The tax angle: Court documents show that Frank made $1.278 billion on the sale. His lawyers say he has paid more than $460 million in state and federal taxes on the sale.

If you’re keeping score at home, that’s a combined federal-and-state tax rate of about 36%, or roughly the same percentage that a single person in California would have to pay on ordinary taxable income of more than $90,000.

“Mean”states crush the poor, feds pick up the pieces

Most talk about tax fairness focuses on federal income tax rates and how much the wealthiest pay. But states collect billions in taxes also, and as Katherine S. Newman writes in the Opinionator blog section of The New York Times, state tax systems tend to be more regressive than the federal system, and most regressive in Southern states and the West.

“Southern states have steadily increased the tax burden on their poorest citizens by shifting the support of the public sector to sales taxes and fees for public services. After California voters passed Proposition 13, which capped property-tax increases, in 1978, Western states began to move in a similar direction,” she writes. “Sales taxes on clothing and school supplies and fees for bus fare and car registration take up, of course, a far bigger slice of a poor household’s budget than they do from the rich.”

Newman points out that we all pay for regressive tax systems in what she calls “mean” states, regardless of where we are. “The more the poor are taxed, the worse off they are, whether they are working or not. We all pay a huge price for this shortsightedness. Medicaid payments, food stamps, disability benefits — all of these federal programs swoop in to try to patch up a frayed safety net. Consequently, the Southern states reap more dollars in federal benefits than they pay in taxes (like Mississippi, which saw a net gain of $240 billion between 1990 and 2009), while the wealthier states — which do more to take care of their own — lose out for every dollar they pay (like New Jersey, which handed over a net of $706 billion over that same period.)”

You can find the whole article, with something to annoy just about anyone, here .

Oscars tax hangover: No free swag bags for celebrities

You probably heard that performers, nominees and others attending the Oscars got “Swag Bags” containing goodies worth $47,802, as Today.com and others reported. A lovely consolation prize for any nominees who didn’t get the statue, fer sure.

But did you hear that people getting the bags have to pay taxes on them?

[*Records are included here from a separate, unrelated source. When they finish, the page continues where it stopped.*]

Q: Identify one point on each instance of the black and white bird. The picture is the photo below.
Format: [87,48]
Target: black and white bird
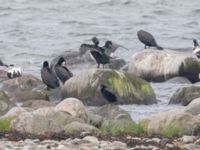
[107,94]
[62,72]
[196,48]
[109,47]
[85,47]
[101,57]
[14,72]
[48,76]
[147,39]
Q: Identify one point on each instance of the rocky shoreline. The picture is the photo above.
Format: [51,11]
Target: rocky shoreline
[91,141]
[61,119]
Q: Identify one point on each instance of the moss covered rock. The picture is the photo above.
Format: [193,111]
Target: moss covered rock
[185,95]
[74,107]
[158,66]
[172,123]
[129,89]
[75,128]
[43,121]
[23,83]
[5,103]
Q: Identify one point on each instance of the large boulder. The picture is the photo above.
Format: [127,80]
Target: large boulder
[74,107]
[111,112]
[5,103]
[158,66]
[185,95]
[43,121]
[172,123]
[129,89]
[194,107]
[23,83]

Really! The IRS has said–you can see it for yourself right here
that the value of the goodies are income and not gifts.

Says the Service, “…the organizations and merchants who participate in giving the gift bags do not do so solely out of affection respect or similar impulses for the recipients of the gift bags.”

The IRS says that businesses showering goodies on celebrities don’t do it out of affection!Those corporations don’t really, really love them!!

And people, don’t think the celebrities won’t notice that these gift bags are not about love. The IRS also has a bunch of rules about how businesses have to report the value of the gifts on Form 1099-MISC, which is sent to the goodie-bag recipients…and to the IRS.